Я потянул тугую дверь и очутился в пахнущих сеном и молоком сенях, где было ненамного теплее, чем снаружи. Мне было известно, что полоумная вдова давно не держит хозяйства, но этот теплый деревенский запах был странным образом присущ и ее дому. Справа от меня угадывались очертания какой-то мебели и еще чего-то, в беспорядке разбросанного по полу. Зимой всем этим, разумеется, не пользовались, и нерасторопная хозяйка не дала себе труда привести сени в порядок. Впрочем, меня это мало интересовало.

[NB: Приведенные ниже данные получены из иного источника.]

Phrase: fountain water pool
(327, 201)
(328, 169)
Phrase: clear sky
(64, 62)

Перед дверью в избу я чуть помедлил, – от свихнувшейся старухи можно было ожидать всего, чего угодно, и мне, признаться, стало несколько не по себе. Однако, наткнувшись левой рукой на жесткую шерсть чуть слышно сопящего рядом волка, я приободрился и потянул на себя дверь, из-за которой тут же вырвалось облако теплого печного воздуха. Мы с Дымом вошли вовнутрь.

Просторная комната с огромным дубовым столом персон на двенадцать посередине и с рядами широких, добротных лавок вдоль стен была скупо освещена двумя толстыми восковыми свечами, одна из которых находилась в красном углу, другая же – в центре стола. Ворвавшийся через входную дверь воздух взволновал доселе ровное свечное пламя, заставив его задрожать, отбрасывая на давно не беленые стены причудливые лохматые тени.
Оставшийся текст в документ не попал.